Свои упражнения с историческими параллелями «вождь» начал в беседе с И. Майским еще в декабре 1941 г. Дипломат спросил его: «Можно ли считать, что основная линия стратегии в нашей войне и войне 1812 г. примерно одинакова, по крайней мере, если брать события нашей войны за первые полгода». Сталин возразил: «Отступление Кутузова было пассивным отступлением, до Бородина он нигде серьезного сопротивления Наполеону не оказывал. Наше отступление — это активная оборона, мы стараемся задержать врага на каждом возможном рубеже, нанести ему удар и путем таких многочисленных ударов измотать его. Общим между отступлениями было то, что они являлись не заранее запланированными, а вынужденными отступлениями»[130]
. В целях оправдания собственных просчетов Сталин, его пропаганда и «историография» широко прибегали к параллели «1812–1941». Приведенная фраза содержит неверное утверждение о Кутузове и его предшественниках, будто бы не оказавших Наполеону вплоть до Бородина «серьезного сопротивления». В обычном для него чванливом духе «вождь» не преминул подчеркнуть, что он «лучше», чем Кутузов. На первый взгляд представляется странным, что Сталин не подчеркнул: он не сдал Москвы в отличие от Кутузова. Полагаем, что такое сравнение неизбежно повлекло бы за собой сопоставление людских потерь. Общие же жертвы 1941 г. по прямой вине Сталина во много раз превосходили жертвы России при Кутузове.Полное нравственное падение Сталин снова обнаружил при редактировании своей краткой биографии, приписав себе все известные воинские доблести. С ее изданием (1952) наиболее низко пала и официальная наука. Составленная Г. Александровым, М. Галактионовым, В. Кружковым, М. Митиным, В. Мочаловым, П. Поспеловым, биография явилась пределом обожествления «великого вождя». Причем военный период вновь был подвергнут наиболее сильным искажениям. Именно в этой книге при участии самого Сталина был сфабрикован миф о «непревзойденном полководце всех времен и народов». Им были внесены в макет его биографии, и без того отличавшейся крайней апологией, такие вставки: «Товарищ Сталин развил дальше передовую советскую военную науку. Товарищ Сталин разработал положение о постоянно действующих факторах, решающих судьбу войны, об активной обороне и законах контрнаступления и наступления, о взаимодействии родов войск и боевой техники в современных условиях войны, о роли больших масс танков и авиации в современной войне, об артиллерии, как самом могучем роде войск. На разных этапах войны сталинский гений находил правильные решения, полностью учитывающие особенности обстановки».

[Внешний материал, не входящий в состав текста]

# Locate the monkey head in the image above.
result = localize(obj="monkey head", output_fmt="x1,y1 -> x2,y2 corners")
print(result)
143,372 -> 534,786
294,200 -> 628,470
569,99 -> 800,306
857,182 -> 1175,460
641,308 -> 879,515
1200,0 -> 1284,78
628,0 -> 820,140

В биографии отражен тезис об «активной обороне», этот блеф, призванный оправдать отход РККА по всему фронту. Наконец, пожалуй, самое циничное. Сталин пишет: «Сталинское военное искусство проявилось как в обороне, так и в наступлении… С гениальной проницательностью разгадывал товарищ Сталин планы врага и отражал их. В сражениях, в которых товарищ Сталин руководил советскими войсками, воплощены выдающиеся образцы военного оперативного искусства». Но как раз непонимание «планов врага», начиная с критических предвоенных месяцев 1941 г., кончая Берлинской операцией, обусловило в конечном счете гигантские потери Красной Армии[131]
.Старания генералиссимуса, его придворных историографов и поэтов не прошли даром. Если взять многие советские романы, кинофильмы и исторические «исследования», подчеркивалось на XX съезде КПСС, то в них совершенно неправдоподобно изображается роль Сталина в войне. Обычно рисуется такая схема. Сталин все предвидел. Советская Армия чуть ли не по заранее начертанным им стратегическим планам успешно оборонялась, впоследствии опять благодаря гению Сталина перешла в наступление и разгромила врага. Всемирно-историческая победа приписана всецело полководческому гению Сталина[132]
. В официальной военной историографии преобладала лексика сталинистской пропаганды. Превосходство, успехи противника, фашистская оккупация были обязательно «временными», советский же патриотизм был «величайшим», работа партии — «титанической». Давно замечено, что язык — явление отнюдь не связанное лишь с формой сочинения. В литературу, например, вошел штамп «всенародная борьба в тылу врага», что неверно и по существу: на оккупированных территориях СССР оставалось более 80 млн человек, а в партизанском движении активно участвовало лишь более 2 млн.